In Psalm 86 lezen we dat God een gaarne vergevend God is. God Zelf heeft de oplossing gevonden in het geven van Zijn eniggeboren Zoon.

Rom. 3:25: ‘’God heeft Messias Yeshua voorgesteld [tot] een verzoening, door het geloof in Zijn bloed, tot een betoning van Zijn rechtvaardigheid, door de vergeving der zonden, die te voren geschied zijn onder de verdraagzaamheid Gods’’

1 Joh. 4:10: ‘’ Hierin is de liefde, niet dat wij God liefgehad hebben, maar dat Hij ons lief heeft gehad, en Zijn Zoon gezonden heeft [tot] een verzoening voor onze zonden.’’

En daarom kan God de zonden vergeven zonder dat Hij daarin tekort doet aan Zijn recht, want op Golgotha heeft het recht van God zijn volle loop gehad. Dáárom kan God de zonden vergeven.

Ex. 34:6: ‘’ Als nu de HEERE voor zijn aangezicht voorbijging, zo riep Hij: HEERE, HEERE, God, barmhartig en genadig, lankmoedig en groot van weldadigheid en waarheid.’’

Wat een genade spreekt daar uit. Hij is zelfs zo genadig dat Hij onder ons wil wonen. 2 Kor. 6:16:  ‘’Of wat samenvoeging heeft de tempel Gods met de afgoden? Want gij zijt de tempel des levenden Gods; gelijkerwijs God gezegd heeft: Ik zal in hen wonen, en Ik zal onder [hen] wandelen; en Ik zal hun God zijn, en zij zullen Mij een volk zijn.’’

De Heere zal in ons wonen, daar staat in het Grieks enoikeo.
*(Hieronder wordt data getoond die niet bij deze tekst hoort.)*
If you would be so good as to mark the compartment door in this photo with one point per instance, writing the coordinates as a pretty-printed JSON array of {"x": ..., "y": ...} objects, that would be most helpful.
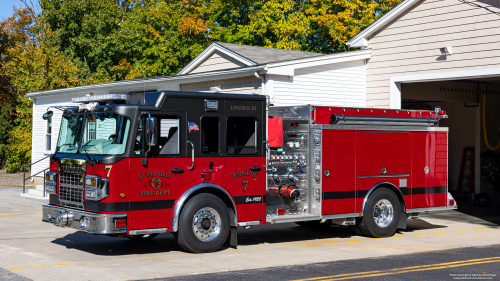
[
  {"x": 338, "y": 178},
  {"x": 429, "y": 155}
]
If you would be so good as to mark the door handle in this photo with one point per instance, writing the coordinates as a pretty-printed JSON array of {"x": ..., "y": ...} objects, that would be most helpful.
[
  {"x": 192, "y": 155},
  {"x": 177, "y": 170}
]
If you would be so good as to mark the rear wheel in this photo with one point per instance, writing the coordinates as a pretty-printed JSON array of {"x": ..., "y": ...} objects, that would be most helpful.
[
  {"x": 203, "y": 224},
  {"x": 381, "y": 214}
]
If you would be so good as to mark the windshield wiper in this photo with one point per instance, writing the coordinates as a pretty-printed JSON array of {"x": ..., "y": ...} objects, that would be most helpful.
[
  {"x": 57, "y": 150},
  {"x": 91, "y": 161}
]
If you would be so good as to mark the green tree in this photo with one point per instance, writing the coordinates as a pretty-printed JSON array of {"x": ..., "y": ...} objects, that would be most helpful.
[
  {"x": 89, "y": 31},
  {"x": 165, "y": 36},
  {"x": 15, "y": 29}
]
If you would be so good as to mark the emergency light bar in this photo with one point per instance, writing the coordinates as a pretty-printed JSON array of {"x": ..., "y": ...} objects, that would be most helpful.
[
  {"x": 97, "y": 98},
  {"x": 390, "y": 121}
]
Dit kan vertaald worden met inwonen en voorgoed beïnvloeden. De Heere zal onder ons wandelen. Hier staat in Grieks emperipateo en betekent zoiets als wandelen en zich bezig houden met.

Dus: Gij zijt de tempel des levenden Gods; gelijkerwijs God gezegd heeft: Ik zal in hen wonen en hen voorgoed beïnvloeden, en Ik zal Mij met hen bezig houden; en Ik zal hun God zijn, en zij zullen Mij een volk zijn. Wat een belofte.
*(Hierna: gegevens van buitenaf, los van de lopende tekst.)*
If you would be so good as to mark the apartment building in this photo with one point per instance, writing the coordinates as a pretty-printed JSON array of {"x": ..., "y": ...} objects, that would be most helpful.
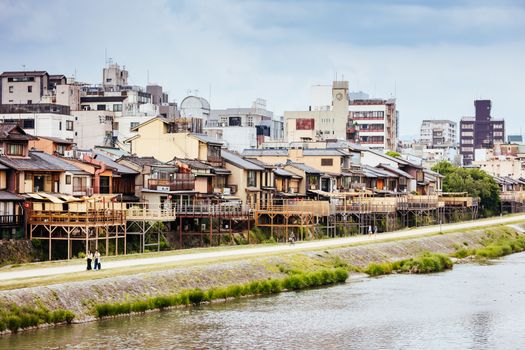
[
  {"x": 480, "y": 131},
  {"x": 438, "y": 133},
  {"x": 242, "y": 128},
  {"x": 333, "y": 115},
  {"x": 374, "y": 122}
]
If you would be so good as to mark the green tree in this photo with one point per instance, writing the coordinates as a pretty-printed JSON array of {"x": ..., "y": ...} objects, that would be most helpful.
[{"x": 475, "y": 182}]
Maar dit vraagt ook een actieve houding van onze kant, want het volgende wordt van ons verlangd:

2 Kor. 6: 14, 17; 7:1:

Trekt niet een ander juk aan met de ongelovigen. Daarom gaat uit het midden van hen, en scheidt u af, zegt de Heere, en raakt niet aan hetgeen onrein is, en Ik zal ulieden aannemen. Dewijl wij dan deze beloften hebben, geliefden, laat ons onszelven reinigen van alle besmetting des vleses en des geestes, voleindigende de heiligmaking in de vreze Gods.

Heiligmaking is een proces. En hiermee wil ik afsluiten. We hebben allemaal iets om aan te werken voor het komende jaar.